Zo’n tien jaar geleden waren er ruim vijfentwintig onafhankelijke agrarische praktijkscholen in Nederland. Deze praktijkscholen zijn ruim veertig jaar geleden opgericht door boeren, die vonden dat hun kinderen ‘het vak’ beter konden leren in een situatie die de praktijk zoveel mogelijk benaderde. Zo werd in Oenkerk, even boven Leeuwarden, de Praktijkschool voor het Rundveebedrijf opgericht. Op drie grote boerderijen kregen voornamelijk de zonen van de boeren hun onderricht in het runnen van een melkveebedrijf. Een aantal boeren vormde het bestuur van de Praktijkschool.

De praktijkscholen werden door het Ministerie van Landbouw gesubsidieerd. Was er een nieuwe stal nodig, dan werd er een stuk grond aangekocht, een stal gebouwd, ingericht en ging de rekening naar het Ministerie. Alle agrarische scholen waren verplicht jaarlijks hun leerlingen naar de praktijkscholen te sturen. Jarenlang ging alles bijna vanzelf.

Intussen zijn de nodige praktijkscholen gesloten en zijn de resterende instituten gefuseerd tot twee grote organisaties: IPC Groene Ruimte en PRACTICAL. Een paar jaar geleden kondigde de overheid een verzelfstandiging van deze twee organisaties aan. Per 1 januari 2007 is deze verzelfstandiging een feit.

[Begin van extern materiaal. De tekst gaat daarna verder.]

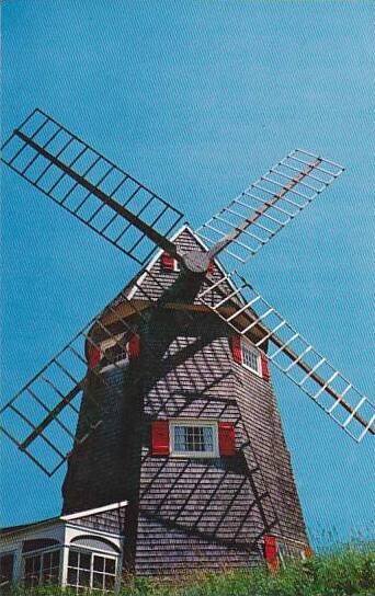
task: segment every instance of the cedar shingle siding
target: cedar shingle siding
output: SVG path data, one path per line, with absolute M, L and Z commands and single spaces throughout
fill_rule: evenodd
M 178 243 L 196 247 L 188 230 Z M 159 263 L 152 273 L 166 288 L 178 277 Z M 160 296 L 149 278 L 141 288 Z M 91 389 L 103 422 L 70 459 L 64 513 L 128 500 L 125 563 L 138 574 L 249 565 L 264 534 L 307 545 L 272 385 L 232 360 L 229 336 L 214 314 L 158 309 L 140 357 L 107 373 L 111 387 Z M 232 422 L 237 455 L 150 456 L 151 422 L 172 417 Z

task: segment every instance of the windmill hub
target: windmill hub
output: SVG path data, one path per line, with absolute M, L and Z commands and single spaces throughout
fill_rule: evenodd
M 209 266 L 209 256 L 202 251 L 190 251 L 183 255 L 183 264 L 192 273 L 206 273 Z

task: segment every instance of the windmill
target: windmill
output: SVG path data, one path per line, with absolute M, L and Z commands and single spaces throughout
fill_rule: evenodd
M 2 161 L 116 247 L 139 274 L 1 410 L 64 513 L 128 501 L 137 573 L 308 549 L 269 364 L 354 440 L 375 406 L 237 270 L 343 171 L 294 150 L 201 228 L 41 110 Z M 296 404 L 297 406 L 297 404 Z

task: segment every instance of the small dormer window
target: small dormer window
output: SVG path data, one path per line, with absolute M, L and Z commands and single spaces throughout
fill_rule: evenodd
M 258 349 L 247 337 L 232 335 L 230 337 L 231 355 L 238 363 L 251 370 L 265 381 L 270 380 L 269 360 L 264 352 Z
M 257 375 L 261 374 L 261 362 L 260 354 L 255 347 L 252 345 L 242 342 L 242 365 L 245 368 L 249 368 Z
M 171 454 L 174 456 L 217 457 L 217 424 L 171 422 Z
M 163 252 L 160 259 L 162 271 L 180 272 L 180 263 L 177 259 L 173 259 L 168 252 Z

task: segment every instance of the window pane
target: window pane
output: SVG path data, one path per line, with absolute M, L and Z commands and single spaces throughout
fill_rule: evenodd
M 248 366 L 251 370 L 258 373 L 259 354 L 255 349 L 252 349 L 248 345 L 242 345 L 242 358 L 245 366 Z
M 104 557 L 94 555 L 94 571 L 104 571 Z
M 79 585 L 90 586 L 90 571 L 79 570 Z
M 56 566 L 59 566 L 59 564 L 60 564 L 60 551 L 54 550 L 54 552 L 52 553 L 52 566 L 56 568 Z
M 52 562 L 52 553 L 46 552 L 43 555 L 43 570 L 49 569 L 50 568 L 50 562 Z
M 76 550 L 69 551 L 69 563 L 71 568 L 78 568 L 78 552 Z
M 213 426 L 174 426 L 174 450 L 209 452 L 214 450 Z
M 68 568 L 68 584 L 71 586 L 77 586 L 78 571 L 76 569 Z
M 91 568 L 91 554 L 88 554 L 87 552 L 80 552 L 79 553 L 79 566 L 81 569 L 88 569 Z
M 13 578 L 14 554 L 2 554 L 0 557 L 0 584 L 11 582 Z
M 105 589 L 113 589 L 115 585 L 115 576 L 114 575 L 105 575 Z
M 114 574 L 115 570 L 116 570 L 116 561 L 114 559 L 105 559 L 105 572 Z
M 103 573 L 93 573 L 92 575 L 92 587 L 103 587 L 104 575 Z

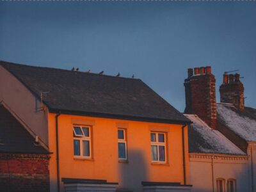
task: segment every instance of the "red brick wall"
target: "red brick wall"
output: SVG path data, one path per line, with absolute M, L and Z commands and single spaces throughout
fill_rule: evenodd
M 47 155 L 0 154 L 0 191 L 49 191 Z

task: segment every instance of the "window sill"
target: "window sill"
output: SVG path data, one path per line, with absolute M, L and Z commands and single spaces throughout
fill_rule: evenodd
M 83 158 L 83 157 L 74 157 L 74 160 L 94 161 L 93 159 L 88 159 L 88 158 Z
M 118 163 L 128 163 L 129 161 L 128 161 L 128 160 L 118 159 Z
M 161 165 L 161 166 L 170 166 L 168 163 L 156 163 L 156 162 L 151 162 L 152 165 Z

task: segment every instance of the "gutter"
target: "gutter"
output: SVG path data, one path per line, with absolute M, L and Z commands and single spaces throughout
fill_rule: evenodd
M 254 191 L 253 164 L 253 160 L 252 160 L 252 146 L 251 147 L 251 168 L 252 168 L 252 191 Z
M 184 141 L 184 129 L 187 125 L 187 124 L 184 124 L 181 127 L 182 134 L 182 162 L 183 162 L 183 180 L 184 184 L 186 184 L 186 162 L 185 162 L 185 141 Z
M 58 117 L 60 115 L 60 112 L 58 112 L 55 115 L 55 126 L 56 126 L 56 164 L 57 164 L 57 184 L 58 192 L 60 191 L 60 161 L 59 161 L 59 133 L 58 133 Z

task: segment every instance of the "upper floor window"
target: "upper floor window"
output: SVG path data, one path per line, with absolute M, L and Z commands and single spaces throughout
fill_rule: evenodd
M 125 129 L 118 129 L 118 159 L 127 160 L 127 140 Z
M 74 155 L 76 157 L 91 158 L 91 127 L 88 126 L 74 126 Z
M 151 132 L 151 160 L 153 162 L 166 162 L 166 138 L 164 132 Z
M 218 179 L 216 180 L 217 192 L 224 192 L 225 180 L 223 179 Z
M 227 182 L 227 191 L 235 192 L 236 191 L 236 179 L 228 179 Z

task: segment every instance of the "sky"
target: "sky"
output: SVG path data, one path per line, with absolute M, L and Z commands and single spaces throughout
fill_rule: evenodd
M 188 68 L 212 67 L 217 102 L 239 70 L 256 108 L 256 1 L 1 1 L 0 60 L 134 74 L 180 112 Z

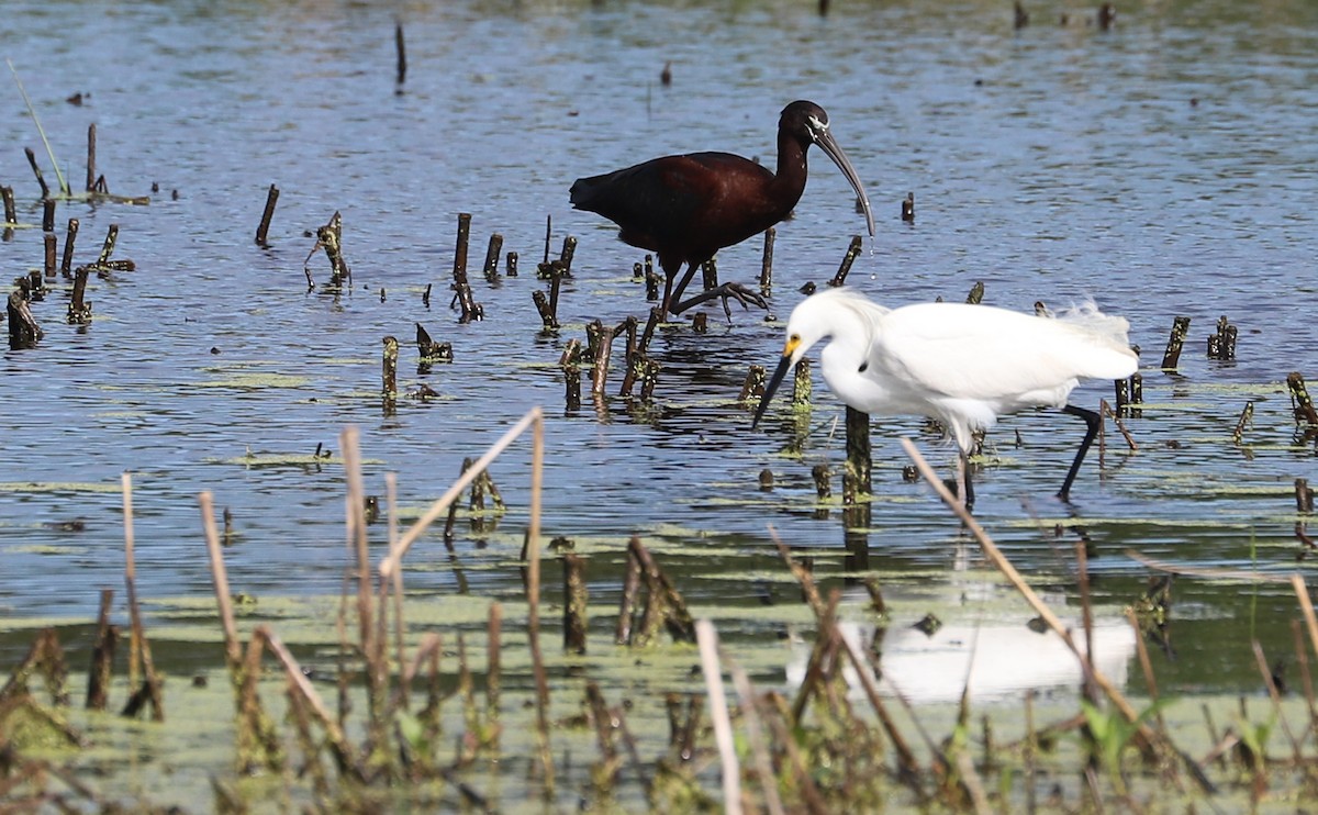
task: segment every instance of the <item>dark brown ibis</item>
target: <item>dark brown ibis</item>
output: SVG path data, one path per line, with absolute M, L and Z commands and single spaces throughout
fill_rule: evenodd
M 874 236 L 874 215 L 861 178 L 829 132 L 828 113 L 813 102 L 793 102 L 778 120 L 778 173 L 731 153 L 687 153 L 652 158 L 623 170 L 579 178 L 572 207 L 598 212 L 618 224 L 618 237 L 659 256 L 664 282 L 663 313 L 680 314 L 716 297 L 742 306 L 768 305 L 739 284 L 724 284 L 681 299 L 705 261 L 787 218 L 805 191 L 805 152 L 820 145 L 842 170 L 865 210 Z M 677 272 L 687 272 L 677 280 Z M 673 285 L 673 281 L 677 281 Z

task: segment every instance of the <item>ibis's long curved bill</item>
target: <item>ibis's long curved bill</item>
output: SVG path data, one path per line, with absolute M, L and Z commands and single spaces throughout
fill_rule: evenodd
M 768 401 L 774 398 L 774 393 L 778 386 L 783 384 L 783 377 L 787 376 L 788 368 L 792 367 L 792 353 L 791 351 L 783 352 L 783 359 L 778 360 L 778 371 L 774 372 L 774 377 L 768 380 L 764 385 L 764 396 L 759 398 L 759 408 L 755 409 L 755 421 L 750 423 L 751 429 L 759 425 L 759 418 L 764 415 L 764 410 L 768 408 Z
M 842 175 L 846 175 L 847 183 L 855 190 L 857 198 L 861 199 L 861 207 L 865 210 L 865 226 L 870 229 L 870 237 L 874 237 L 874 212 L 870 211 L 870 196 L 865 194 L 865 187 L 861 186 L 861 177 L 857 175 L 855 167 L 851 166 L 851 161 L 842 152 L 842 146 L 837 144 L 833 135 L 828 131 L 818 132 L 815 135 L 815 142 L 828 153 L 828 157 L 833 160 L 837 169 L 842 170 Z

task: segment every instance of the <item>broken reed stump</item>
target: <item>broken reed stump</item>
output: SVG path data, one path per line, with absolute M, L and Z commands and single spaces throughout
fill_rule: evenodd
M 581 408 L 581 340 L 571 339 L 559 357 L 559 368 L 563 371 L 563 384 L 567 388 L 565 401 L 568 410 Z
M 846 253 L 842 256 L 842 262 L 837 268 L 837 274 L 833 276 L 833 280 L 828 281 L 829 286 L 836 289 L 846 284 L 846 276 L 851 273 L 851 264 L 854 264 L 855 258 L 861 256 L 861 236 L 853 235 L 851 243 L 847 245 Z
M 403 41 L 403 24 L 402 20 L 394 22 L 394 50 L 398 53 L 398 63 L 395 71 L 395 94 L 403 92 L 403 80 L 407 79 L 407 45 Z
M 1190 318 L 1177 317 L 1172 320 L 1172 334 L 1166 338 L 1166 351 L 1162 352 L 1164 369 L 1176 368 L 1181 361 L 1181 348 L 1185 338 L 1190 332 Z
M 69 301 L 67 314 L 70 326 L 86 326 L 91 322 L 91 303 L 83 299 L 87 294 L 87 277 L 90 276 L 90 266 L 78 266 L 74 273 L 74 291 Z
M 573 553 L 563 555 L 563 650 L 585 653 L 587 633 L 585 560 Z
M 461 306 L 463 313 L 457 318 L 457 322 L 463 324 L 485 319 L 485 309 L 476 302 L 472 294 L 472 285 L 467 280 L 467 244 L 471 239 L 471 212 L 459 212 L 457 245 L 453 251 L 453 299 L 448 303 L 448 307 L 452 309 L 455 305 Z
M 8 303 L 9 349 L 36 348 L 41 340 L 41 326 L 32 315 L 28 298 L 21 291 L 9 293 Z
M 18 226 L 18 210 L 13 206 L 13 187 L 0 187 L 0 199 L 4 200 L 4 223 L 7 227 Z
M 28 154 L 28 166 L 32 167 L 32 174 L 37 177 L 37 185 L 41 187 L 41 198 L 50 198 L 50 185 L 46 183 L 46 178 L 41 174 L 37 154 L 32 152 L 32 148 L 24 148 L 22 152 Z
M 424 326 L 416 323 L 416 353 L 420 357 L 416 373 L 430 373 L 432 364 L 453 361 L 453 343 L 436 343 Z
M 316 227 L 316 245 L 311 247 L 311 252 L 307 255 L 307 261 L 311 256 L 316 253 L 316 249 L 324 249 L 326 257 L 330 258 L 330 286 L 332 289 L 341 289 L 344 284 L 352 284 L 352 269 L 348 268 L 348 261 L 343 257 L 343 215 L 336 210 L 330 218 L 330 223 L 323 227 Z M 311 268 L 304 265 L 307 273 L 307 285 L 311 284 Z
M 69 219 L 69 228 L 65 232 L 65 255 L 59 262 L 59 273 L 70 277 L 74 269 L 74 241 L 78 239 L 78 219 Z
M 87 125 L 87 185 L 83 190 L 96 189 L 96 123 Z
M 1144 377 L 1136 371 L 1124 380 L 1114 380 L 1116 415 L 1139 417 L 1144 404 Z
M 1318 410 L 1314 409 L 1309 389 L 1305 388 L 1305 377 L 1298 371 L 1286 375 L 1286 389 L 1290 392 L 1290 410 L 1296 425 L 1307 425 L 1306 433 L 1318 431 Z
M 572 277 L 572 257 L 576 255 L 576 239 L 568 235 L 563 239 L 563 251 L 559 252 L 559 262 L 563 264 L 563 277 Z
M 46 280 L 54 280 L 55 278 L 55 243 L 57 243 L 55 233 L 54 232 L 46 232 L 45 235 L 41 236 L 41 240 L 42 240 L 42 244 L 43 244 L 43 248 L 45 248 L 45 253 L 43 253 L 43 258 L 42 258 L 43 260 L 43 262 L 42 262 L 42 270 L 45 272 Z
M 119 645 L 119 626 L 109 624 L 109 604 L 113 597 L 115 589 L 100 589 L 96 641 L 91 649 L 91 669 L 87 671 L 88 711 L 103 711 L 109 703 L 109 680 L 115 670 L 115 648 Z
M 546 331 L 554 331 L 559 327 L 559 320 L 554 318 L 554 309 L 550 307 L 550 297 L 536 289 L 531 291 L 531 302 L 535 303 L 535 310 L 540 313 L 540 324 L 544 326 Z
M 256 227 L 256 245 L 265 249 L 270 245 L 266 237 L 270 233 L 270 219 L 274 218 L 274 204 L 279 200 L 279 187 L 270 185 L 265 194 L 265 210 L 261 212 L 261 223 Z
M 646 604 L 641 613 L 639 629 L 634 620 L 641 588 L 646 591 Z M 622 601 L 618 608 L 618 645 L 646 648 L 654 645 L 660 626 L 677 642 L 696 641 L 696 624 L 687 611 L 687 603 L 673 588 L 659 564 L 641 543 L 631 537 L 627 545 L 627 572 L 623 579 Z
M 1209 335 L 1209 359 L 1234 360 L 1236 327 L 1227 322 L 1226 315 L 1218 319 L 1218 330 Z
M 811 357 L 803 356 L 792 371 L 792 405 L 809 405 L 812 386 Z
M 870 414 L 846 408 L 846 469 L 842 471 L 842 504 L 855 504 L 870 493 Z
M 646 255 L 646 302 L 652 303 L 659 299 L 659 273 L 655 272 L 655 258 Z
M 1246 426 L 1253 426 L 1253 402 L 1246 402 L 1244 410 L 1240 411 L 1240 418 L 1236 419 L 1235 430 L 1231 434 L 1236 444 L 1244 439 Z
M 503 251 L 503 236 L 498 232 L 490 235 L 489 247 L 485 248 L 485 265 L 481 266 L 481 274 L 485 280 L 493 282 L 498 278 L 498 255 Z
M 815 479 L 815 495 L 820 501 L 826 501 L 833 495 L 833 471 L 828 464 L 816 464 L 811 468 L 811 477 Z
M 1314 510 L 1314 491 L 1309 479 L 1296 479 L 1296 512 L 1311 514 Z
M 398 397 L 398 339 L 393 335 L 381 340 L 385 352 L 381 365 L 380 396 L 385 402 L 391 402 Z
M 594 320 L 585 327 L 585 334 L 590 359 L 594 360 L 594 368 L 590 372 L 590 394 L 604 396 L 605 382 L 609 377 L 609 356 L 613 353 L 613 332 L 605 330 L 600 320 Z
M 750 371 L 746 372 L 746 381 L 742 382 L 742 390 L 737 401 L 749 402 L 762 396 L 764 396 L 764 367 L 751 365 Z
M 718 261 L 713 257 L 700 264 L 700 282 L 705 291 L 718 287 Z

PRACTICAL maakt jaarlijks ongeveer 25 miljoen omzet. 40% wordt gerealiseerd via trainingen voor het bedrijfsleven, de overige 60% wordt gerealiseerd in het groene onderwijs, hetzij via gedwongen winkelnering, hetzij via subsidies. Deze geldstromen blijven binnen het groene onderwijs, maar de groene onderwijsinstellingen hoeven dit geld niet meer als vanzelfsprekend bij PRACTICAL te besteden.

PRACTICAL moet als taakorganisatie met een beetje marktervaring worden omgevormd naar een marktgerichte organisatie. De noodzaak tot veranderen is een externe oorzaak.

Cultuuractoren: werknemers en management

Het mag duidelijk zijn dat het omvormen van taak- naar marktorganisatie een flinke veranderslag is.

Deze veranderslag moet worden gemaakt met een personeelsbestand met een gemiddelde leeftijd van 50 jaar en een gemiddeld dienstverband van 21 jaar. Van de ruim 200 fte bestaat 150 fte uit trainers: allen specialist op hun vakgebied en veelal zeer betrokken bij de organisatie. Ze gebruiken termen als school, docenten en leerlingen. Ze leveren vooral standaardmodules aan het groene onderwijs.

Jarenlang bestond hun bestuur uit agrarische ondernemers, boeren dus, en kwamen hun managers uit hun midden voort.

Drie jaar geleden is een flinke reorganisatie doorgevoerd. Ruim eenderde van het personeel moest het veld ruimen. Er kwam een nieuwe tweekoppige directie. In de afgelopen drie jaar zijn alle stafmanagers vervangen door managers van buitenaf.

Het trainerskorps werd aangestuurd door zes programmamanagers. Intussen is dit aantal geslonken tot drie en is slechts één van hen een manager van buiten.